Pathology described as a spindle cell neoplasm demarcated from the adjacent lung parenchyma by a pseudocapsule. The tumor cells contained ovoid, open nuclei with prominent nucleoli. Occasional pleomorphic forms as well as pigmented cytoplasm were identified. Surgical margins were clear. Neither the left upper lobe lymph node nor the left intralobular lymph node submitted with the specimen contained metastatic melanoma. Immunohistochemical staining was positive for S-100, melan-A, and HMB-45 and diagnosed the lesion as a malignant melanoma. Subsequent V600E testing was negative. Dermatological evaluation as well as positron emission tomography is pending.


Similar to primary gastric melanoma, primary melanoma of the lung is rare due to the absence of melanocytes in that tissue. Only 40 cases of primary melanoma of the lung have been identified in medical literature since 19165. The average age of diagnosis was 54, with ages ranging from 29-902. Presenting symptoms included cough, hemoptysis, postobstructive pneumonia, lobar collapse, and atelectasis [2]. Our patient presented with hemoptysis as his chief complaint and was diagnosed with pneumonia in the emergency department.

Primary melanoma of the lung is initially viewed with suspicion secondary to the tendency of melanoma to metastasize to the lung.

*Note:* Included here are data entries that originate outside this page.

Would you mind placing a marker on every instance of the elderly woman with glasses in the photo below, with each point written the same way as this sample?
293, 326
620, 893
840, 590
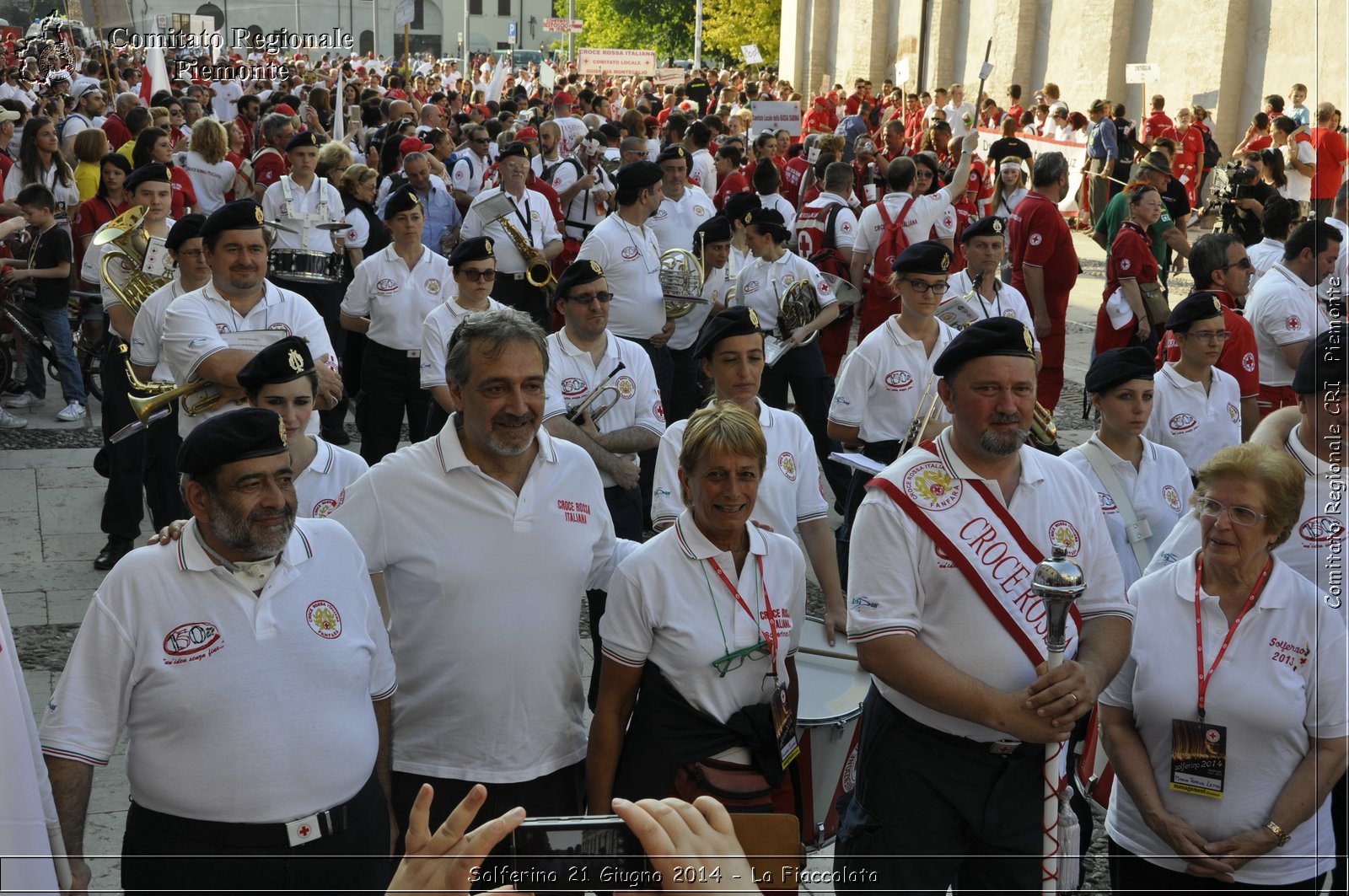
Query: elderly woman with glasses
1225, 760
701, 632
1197, 406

For this reason, the Armed Forced Institute of Pathology suggest the following criteria for the diagnosis of primary melanoma of the lung: 1) presence of a solitary lesion, 2) malignant melanoma confirmed by immunohistochemistry or electron microscopy, 3) no past history of excision or fulgration of a cutaneous, mucous membrane, or ocular lesion, 4) central pulmonary lesion, and 5) no demonstrable tumor elsewhere at the time of diagnosis [21].

Our patient had a single cavitating pulmonary lesion that exhibited positive S-100, melan-A, and HMB-45 staining and lacked any history of cutaneous or mucosal melanoma, meeting the majority of the diagnostic criteria. He has not yet had a positron emission tomography scan or a dermatological evaluation to conclusively rule out the possibility to tumor elsewhere.

Conclusion and Recommendations

Treatment recommendations for primary melanoma of the lung are similar to the recommendations for primary gastric melanoma. Common practice has been surgery, including complete lymph node resection, with or without the addition of adjuvant radiotherapy and chemotherapy based on practitioner judgment [2]. 65% of patients with primary melanoma of the lung survived less than 18 months following these treatment recommendations [5]. As with primary gastric melanomas, all mucosal melanomas should be screened for V600 and KIT mutations to determine the applicability of novel therapies that target these mutations. Interferon injections and dendritic cell therapy are possible adjuvant therapies that can be administered when tumors are V600 and KIT negative. Given the rarity of primary mucosal melanomas, the path to strong treatment recommendations remains unclear.